This entry is part 6 of 17 in the series Doing Laundry


     “Wait…what!?” Eli raised his hands defensively.
     “I’m sorry Eli. I’m not who you think I am,” she offered, holding up her badge.
     “Oh? Really!?A…a liar? Cruel? A fraud? Not someone I can trust? And I guess we should probably break up with you being in the F.B.I., already engaged, and seeing as how I’m about to be arrested.”
     “Wait. Break up? Break up?” Detective Osprey splurted. “You convinced this weasel you two were dating?” He said before sending waves of laughter through the department store. “Here, let me ‘cuff him for ya. Wow. That’s evil,” he chuckled shaking his head as he gathered Eli’s hands behind his back.
     Eli heard the click of the handcuff lock as the detective shoved him towards the woman he had just tried to buy an engagement ring for. Her body language held a detached sense of professionalism, but her eyes rebelled with pity. He stumbled past her before she grabbed his arm and pressured him towards the exit.
     “I’m an idiot,” he said to himself as they broke into the sweet light.

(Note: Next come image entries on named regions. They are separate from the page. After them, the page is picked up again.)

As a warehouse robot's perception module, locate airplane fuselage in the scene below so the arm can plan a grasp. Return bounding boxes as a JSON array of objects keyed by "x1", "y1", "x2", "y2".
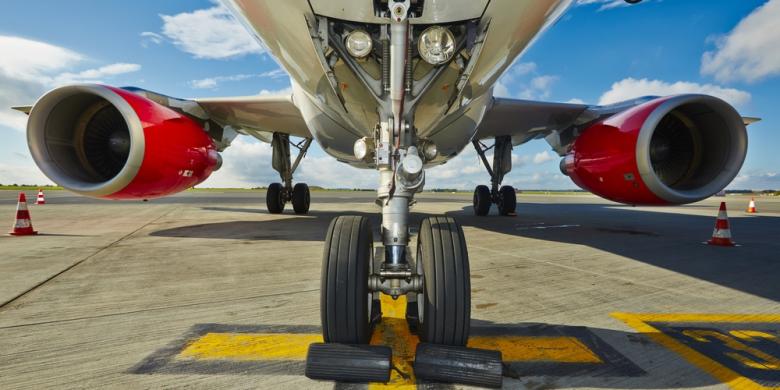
[{"x1": 227, "y1": 0, "x2": 571, "y2": 166}]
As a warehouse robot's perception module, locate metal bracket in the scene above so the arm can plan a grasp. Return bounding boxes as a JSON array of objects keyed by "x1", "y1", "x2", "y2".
[
  {"x1": 271, "y1": 133, "x2": 312, "y2": 196},
  {"x1": 368, "y1": 263, "x2": 423, "y2": 299},
  {"x1": 471, "y1": 135, "x2": 512, "y2": 202}
]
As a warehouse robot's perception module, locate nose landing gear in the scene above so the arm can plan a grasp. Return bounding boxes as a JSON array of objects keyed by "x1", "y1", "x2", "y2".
[
  {"x1": 265, "y1": 133, "x2": 311, "y2": 214},
  {"x1": 472, "y1": 136, "x2": 517, "y2": 216}
]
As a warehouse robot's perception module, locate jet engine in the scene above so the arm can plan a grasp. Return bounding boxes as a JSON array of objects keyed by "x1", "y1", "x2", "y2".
[
  {"x1": 562, "y1": 95, "x2": 747, "y2": 204},
  {"x1": 27, "y1": 84, "x2": 221, "y2": 199}
]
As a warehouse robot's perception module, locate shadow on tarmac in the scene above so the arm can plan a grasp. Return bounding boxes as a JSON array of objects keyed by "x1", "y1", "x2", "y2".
[
  {"x1": 152, "y1": 203, "x2": 780, "y2": 301},
  {"x1": 128, "y1": 318, "x2": 732, "y2": 389}
]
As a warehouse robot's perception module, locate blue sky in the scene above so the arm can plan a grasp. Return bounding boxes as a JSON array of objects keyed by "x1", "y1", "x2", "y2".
[{"x1": 0, "y1": 0, "x2": 780, "y2": 189}]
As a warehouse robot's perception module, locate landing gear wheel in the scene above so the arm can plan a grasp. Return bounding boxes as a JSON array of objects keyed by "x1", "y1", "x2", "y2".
[
  {"x1": 474, "y1": 186, "x2": 493, "y2": 216},
  {"x1": 292, "y1": 183, "x2": 311, "y2": 214},
  {"x1": 265, "y1": 183, "x2": 286, "y2": 214},
  {"x1": 416, "y1": 217, "x2": 471, "y2": 346},
  {"x1": 498, "y1": 186, "x2": 517, "y2": 215},
  {"x1": 320, "y1": 216, "x2": 381, "y2": 344}
]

     It was all a lie. All of it.
     He faltered in the disbelief that so much of his life, so much of what he planned, what he wanted, was based on a complete lie.
     He saw a black sixteen passenger van parked at the end of a long row of cars. She stopped.
     “Eli…,” she began.
     “Don’t. It’s okay,” he cut her off. “Gosh, I…thought. I hoped, rather, that this. That we could work. But this whole time…and even when we were at dinner and you accused me of hiding something from you,” his voice trailed off into an exhale. “I felt awful after that night. Sadi…Haley. Agent. Haley. I felt awful. Because I started thinking you were right. That, maybe I should have told you sooner. That I should have been thinking about marriage sooner,” Eli gave a sharp chuckle.
     “I didn’t think it…”
     “And…that…that comment of yours. All to keep me off the scent? All to get me thinking… Keep me a million miles away from truth. I can’t believe it…No. No I can believe I fell for it. Do you know why I was hitting Dillards, and Bergdorf in the same day? Risking my credit, in the same day? I’ll give you a hint: 6.5, round cut, and something about a bunch of c’s.” Eli spoke broken. One tear chased another. Haley took a breath, held it, and closed her eyes in thought.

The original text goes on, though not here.